Cuando la colombiana se bajó en Plaza
de Armas yo pensé “Hasta aquí llegó su cómodo viaje, ahora le tocará pegarse
unos tropezones como nos toca a todos los que no estamos locos.” Y mientras
pensaba en esto se acercó a mí con su sonrisa amable. Pensé en que nadie podría
torcer la dureza de mi juventud, mi boca estaba preparada para articular algún
insulto intelectual que lo dejara sin recursos de convencimiento, no me iba a
pescar, pensaba, no iba a lograr doblegar mi voluntad con un halago de esos que
se le dicen a cualquiera. Se me acercó y, les digo, yo tenía un libro de ideas
con las que le podía negar todo lo que pudiese decirme, se me acercó y me dijo:
“Usted tiene un cabello pintado como las chinitas y una mirada de adolescente
arrogante que me parecen he visto antes, no quisiera tener que afirmarme de una
mujer como usted nunca jamás en mi vida, señorita. Usted es de esas que pegan
el grito en el cielo si se les hace lo que no se debe, de esas que saben torcer
la voluntad de uno cuando se les intenta controlar, usted, señorita, usted me
da asco. Preferiría caerme a tener que tocar alguna parte de ese cuerpo al que
usted ha sabido dar valor propio sin necesidad de nadie más que de la voz de su
conciencia. Usted será un fracaso, señorita, un enorme fracaso y lo será en
mayúsculas. Sus hijos le darán la espalda, sus padres llorarán de frustración al
ver su futuro de caminante libre, usted, señorita, usted me da un asco
tremendo.” Al oír sus palabras me llené de una rabia incontrolable ¿Qué se
creía ese ser que estaba parado frente a mí? ¿Creía que iba a dejar pasar un discurso tan
repugnante como aquel?

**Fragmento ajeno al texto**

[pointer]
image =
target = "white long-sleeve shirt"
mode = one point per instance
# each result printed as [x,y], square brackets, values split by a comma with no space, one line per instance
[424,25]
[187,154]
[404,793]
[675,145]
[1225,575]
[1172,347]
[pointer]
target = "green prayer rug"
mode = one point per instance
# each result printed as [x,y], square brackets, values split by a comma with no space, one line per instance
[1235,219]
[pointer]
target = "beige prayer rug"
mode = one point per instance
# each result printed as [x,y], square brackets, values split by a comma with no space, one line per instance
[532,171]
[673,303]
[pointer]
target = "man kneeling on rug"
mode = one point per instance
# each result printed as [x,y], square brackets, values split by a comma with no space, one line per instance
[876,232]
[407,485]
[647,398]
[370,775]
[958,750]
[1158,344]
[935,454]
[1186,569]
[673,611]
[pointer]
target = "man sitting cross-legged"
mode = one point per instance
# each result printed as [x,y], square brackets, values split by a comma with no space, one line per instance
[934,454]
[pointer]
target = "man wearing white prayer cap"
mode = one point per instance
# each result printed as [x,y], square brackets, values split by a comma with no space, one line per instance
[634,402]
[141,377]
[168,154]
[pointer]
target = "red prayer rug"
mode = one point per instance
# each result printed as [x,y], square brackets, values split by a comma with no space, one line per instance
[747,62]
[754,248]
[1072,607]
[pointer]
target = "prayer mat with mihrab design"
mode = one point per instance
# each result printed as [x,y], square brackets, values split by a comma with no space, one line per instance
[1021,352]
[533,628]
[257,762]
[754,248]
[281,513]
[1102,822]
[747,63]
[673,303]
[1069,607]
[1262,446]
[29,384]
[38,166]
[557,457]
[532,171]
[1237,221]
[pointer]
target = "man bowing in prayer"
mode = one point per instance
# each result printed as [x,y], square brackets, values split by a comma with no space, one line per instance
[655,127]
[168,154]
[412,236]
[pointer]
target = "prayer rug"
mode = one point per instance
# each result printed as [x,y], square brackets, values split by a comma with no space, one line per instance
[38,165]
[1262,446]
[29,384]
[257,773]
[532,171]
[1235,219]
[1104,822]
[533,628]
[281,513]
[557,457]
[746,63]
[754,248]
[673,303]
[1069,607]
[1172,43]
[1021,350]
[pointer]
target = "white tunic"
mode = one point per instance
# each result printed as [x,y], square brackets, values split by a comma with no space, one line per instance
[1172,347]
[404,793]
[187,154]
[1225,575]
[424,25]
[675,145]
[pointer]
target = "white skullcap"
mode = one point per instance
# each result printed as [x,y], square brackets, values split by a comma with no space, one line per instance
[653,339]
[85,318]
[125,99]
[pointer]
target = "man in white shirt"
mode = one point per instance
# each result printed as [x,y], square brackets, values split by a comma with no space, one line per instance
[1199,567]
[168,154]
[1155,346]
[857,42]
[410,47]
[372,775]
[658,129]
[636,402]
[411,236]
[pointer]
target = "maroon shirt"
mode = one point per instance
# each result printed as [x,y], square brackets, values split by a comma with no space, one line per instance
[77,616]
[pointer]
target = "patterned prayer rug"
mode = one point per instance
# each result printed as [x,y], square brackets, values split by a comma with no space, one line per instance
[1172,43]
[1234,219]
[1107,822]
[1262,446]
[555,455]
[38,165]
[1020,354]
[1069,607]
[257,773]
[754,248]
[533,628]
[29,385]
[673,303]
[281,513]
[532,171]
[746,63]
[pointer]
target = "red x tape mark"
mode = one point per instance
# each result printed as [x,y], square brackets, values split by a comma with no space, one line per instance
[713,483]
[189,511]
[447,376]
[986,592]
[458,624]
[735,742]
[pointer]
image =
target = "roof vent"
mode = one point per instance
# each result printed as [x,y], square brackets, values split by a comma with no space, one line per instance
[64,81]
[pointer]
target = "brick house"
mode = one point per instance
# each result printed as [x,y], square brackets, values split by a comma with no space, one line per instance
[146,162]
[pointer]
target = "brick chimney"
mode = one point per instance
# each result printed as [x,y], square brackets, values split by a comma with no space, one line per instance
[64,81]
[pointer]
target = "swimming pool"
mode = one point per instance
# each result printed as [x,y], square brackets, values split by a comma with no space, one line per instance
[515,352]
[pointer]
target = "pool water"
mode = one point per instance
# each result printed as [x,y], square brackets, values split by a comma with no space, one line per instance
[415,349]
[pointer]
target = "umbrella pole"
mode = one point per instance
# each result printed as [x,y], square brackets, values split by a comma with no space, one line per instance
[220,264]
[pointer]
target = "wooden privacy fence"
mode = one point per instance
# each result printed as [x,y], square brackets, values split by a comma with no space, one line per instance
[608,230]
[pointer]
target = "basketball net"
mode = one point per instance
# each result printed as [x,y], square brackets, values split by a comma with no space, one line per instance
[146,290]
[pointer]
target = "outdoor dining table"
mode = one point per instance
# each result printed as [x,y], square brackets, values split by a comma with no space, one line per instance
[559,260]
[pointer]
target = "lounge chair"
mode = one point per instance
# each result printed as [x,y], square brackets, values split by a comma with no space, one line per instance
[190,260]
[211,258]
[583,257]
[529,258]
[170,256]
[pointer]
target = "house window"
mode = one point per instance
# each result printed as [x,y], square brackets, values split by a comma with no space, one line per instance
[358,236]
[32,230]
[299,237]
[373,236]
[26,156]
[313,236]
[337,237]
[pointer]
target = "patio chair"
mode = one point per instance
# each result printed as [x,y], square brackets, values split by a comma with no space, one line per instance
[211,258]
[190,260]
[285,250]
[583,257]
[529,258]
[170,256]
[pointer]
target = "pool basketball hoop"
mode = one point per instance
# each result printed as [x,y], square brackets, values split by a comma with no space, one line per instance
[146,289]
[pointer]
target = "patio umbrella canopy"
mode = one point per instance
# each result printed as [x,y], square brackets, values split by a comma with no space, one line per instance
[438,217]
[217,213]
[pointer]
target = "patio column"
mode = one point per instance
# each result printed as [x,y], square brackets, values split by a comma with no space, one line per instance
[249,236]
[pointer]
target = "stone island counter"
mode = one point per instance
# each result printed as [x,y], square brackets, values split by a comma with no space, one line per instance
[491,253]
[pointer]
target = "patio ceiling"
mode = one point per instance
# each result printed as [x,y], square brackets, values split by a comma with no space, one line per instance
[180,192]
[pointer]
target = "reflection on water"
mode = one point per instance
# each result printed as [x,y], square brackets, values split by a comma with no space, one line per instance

No, no. Ustedes saben que soy arrogante y olvidadiza,
pero no me olvidaré nunca de la cachetada que le di en el rostro a ese
insolente desconocido, fue una cachetada tan fuerte que se le giró todo el
cuerpo y se desplomó en el piso. Todos los pasajeros miraron la escena y
comenzaron a levantar sus voces, algunos relatando lo ocurrido a los que
estaban más lejos, otros insultándome sin piedad. Una señora incluso dejó su
asiento y fue a levantar al pobre hombre que estos adolescentes de mierda, no
se les seca el ombligo aún y andan dañando a los pobres trabajadores como una,
venga que usted necesita este asiento más que yo, venga mijito póngase cómodo,
si usted me recuerda a mi hijo que se murió cuando tenía su edad, le dio un
infarto y hasta ahí no más llegamos ¿Quiere más agüita?
Y
así fue como al bajarme en Quinta Normal pude ver que el loco hombre
desconocido se iba sentado en el tren repleto, con las piernas estiradas y
apoyadas sobre las piernas de un viejito calvo que le limpiaba los zapatos
mientras que algunas mujeres masajeaban sus hombros y lo alimentaban con pan
amasado hecho por sus propias y arrugadas manos. Levanté mi dedo de en medio
antes de que el tren se fuera pero lejos de ofenderse por mi gesto, me mandó un
beso y se despidió agitando la mano con esa sonrisa que pocas veces te
encuentras viviendo en la ciudad de Santiago.